Machine-learn password mangling rules!
This tool finds efficient password mangling rules (for John the Ripper or Hashcat) for a given dictionnary and a list of passwords.
The tool is currently alpha quality.
You need the rust toolchain to build this tool.
cargo build --release
ulimit -d 8388608 # limit memory usage to 8GBB
target/release/johnrules -w path/to/wordlist --cleartexts path/to/cleartexts -n 50 -t 7 --minsize 3 | tee result
Here, 50
is the cutoff value, meaning that a rule has to crack at least 50 passwords to be kept, and 7 is the number of threads.
Beware, this program can use a lot of memory very quickly!
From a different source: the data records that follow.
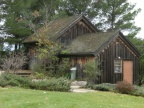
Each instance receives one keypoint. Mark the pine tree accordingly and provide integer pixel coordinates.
(14, 25)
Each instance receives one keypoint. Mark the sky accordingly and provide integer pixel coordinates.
(139, 20)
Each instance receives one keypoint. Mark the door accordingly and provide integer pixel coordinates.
(128, 71)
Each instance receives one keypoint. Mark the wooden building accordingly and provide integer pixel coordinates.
(119, 59)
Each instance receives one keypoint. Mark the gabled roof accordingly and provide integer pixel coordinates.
(89, 42)
(94, 43)
(57, 27)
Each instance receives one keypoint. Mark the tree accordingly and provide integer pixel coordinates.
(14, 25)
(115, 14)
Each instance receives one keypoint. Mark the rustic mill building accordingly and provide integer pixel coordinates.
(119, 58)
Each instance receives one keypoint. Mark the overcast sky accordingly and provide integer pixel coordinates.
(139, 20)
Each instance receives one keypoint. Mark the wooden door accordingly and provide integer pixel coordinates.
(128, 71)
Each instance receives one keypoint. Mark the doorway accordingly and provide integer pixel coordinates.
(128, 71)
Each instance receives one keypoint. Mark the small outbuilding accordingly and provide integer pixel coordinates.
(118, 57)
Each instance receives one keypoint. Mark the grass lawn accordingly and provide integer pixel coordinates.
(26, 98)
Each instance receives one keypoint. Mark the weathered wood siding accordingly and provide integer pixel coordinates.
(78, 29)
(117, 50)
(79, 62)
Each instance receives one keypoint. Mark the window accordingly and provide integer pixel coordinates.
(63, 39)
(118, 66)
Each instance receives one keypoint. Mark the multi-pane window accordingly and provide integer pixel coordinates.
(117, 66)
(63, 39)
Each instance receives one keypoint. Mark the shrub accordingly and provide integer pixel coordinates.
(104, 87)
(139, 91)
(53, 84)
(7, 79)
(124, 87)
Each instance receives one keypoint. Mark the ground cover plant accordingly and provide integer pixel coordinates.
(50, 84)
(27, 98)
(120, 87)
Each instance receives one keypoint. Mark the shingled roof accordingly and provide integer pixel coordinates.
(57, 27)
(89, 43)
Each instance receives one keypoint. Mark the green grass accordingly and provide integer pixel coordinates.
(26, 98)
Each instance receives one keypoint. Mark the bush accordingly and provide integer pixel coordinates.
(7, 79)
(139, 91)
(104, 87)
(53, 84)
(124, 87)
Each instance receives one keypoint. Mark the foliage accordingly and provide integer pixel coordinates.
(14, 61)
(103, 87)
(124, 87)
(7, 79)
(15, 26)
(91, 70)
(139, 91)
(115, 14)
(39, 75)
(27, 98)
(53, 84)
A long form article can be read here. It explains what the idea behind the tool is, and what it does.
All measurements have been conducted on my laptop while I am doing something else with it. These measurements are just here to illustrate what you should expect with regards to resource usage.
All measurements have been conducted using a cleartext database of 1642068 passwords, and a parallelism level of 7.
Dictionary size | Minimum substring size | Cutoff | Memory usage | Run time | Rules found | Estimated passwords cracked |
---|---|---|---|---|---|---|
3559 | 5 | 20 | 5.5GB | 63s | 1520 | 106610 |
3559 | 4 | 20 | 7.6GB | 156s | 2002 | 131752 |
3559 | 5 | 100 | 5.5GB | 32s | 257 | 58207 |
3559 | 3 | 100 | 14.7GB | 128s | 303 | 70026 |
12645 | 5 | 100 | 5.9GB | 56s | 486 | 143838 |
102774 [1] |
5 | 100 | 6GB | 89s | 464 | 135873 |
303872 | 5 | 100 | 7.5GB | 346s | 889 | 361561 |
[1]
: this is an outlier, because I used a generic spellchecking dictionary instead of something meant for password cracking.
The processing is two parts:
- the first part, that is the most memory intensive, is exclusively influenced by the size of the cleartext corpus and minimum substring size ;
- the second part is influenced by all parameters, but, all other parameters being the same, roughly proportional in time spent and memory used to the size of the dictionary.
The above estimated passwords cracked column is the amount of passwords in the cleartext corpus that would have been cracked with the generated rules using the given dictionary. As with all things machine learning it does not directly reflect the ruleset performance. Increasing this value mindlessly will be counter productive, as it will lead to:
- more rules, reducing the overall efficiency of the ruleset ;
- overfit.
As a rule of thumb, I recommend:
- having a a minimum substring size of 4 or 5 ;
- only using real passwords in the cleartext corpus ;
- using dictionnaries you will actually use during a cracking session. That means short dictionnaries for rules you will use against hard hashes, and long dictionnaries for rules you will use against fast hashes.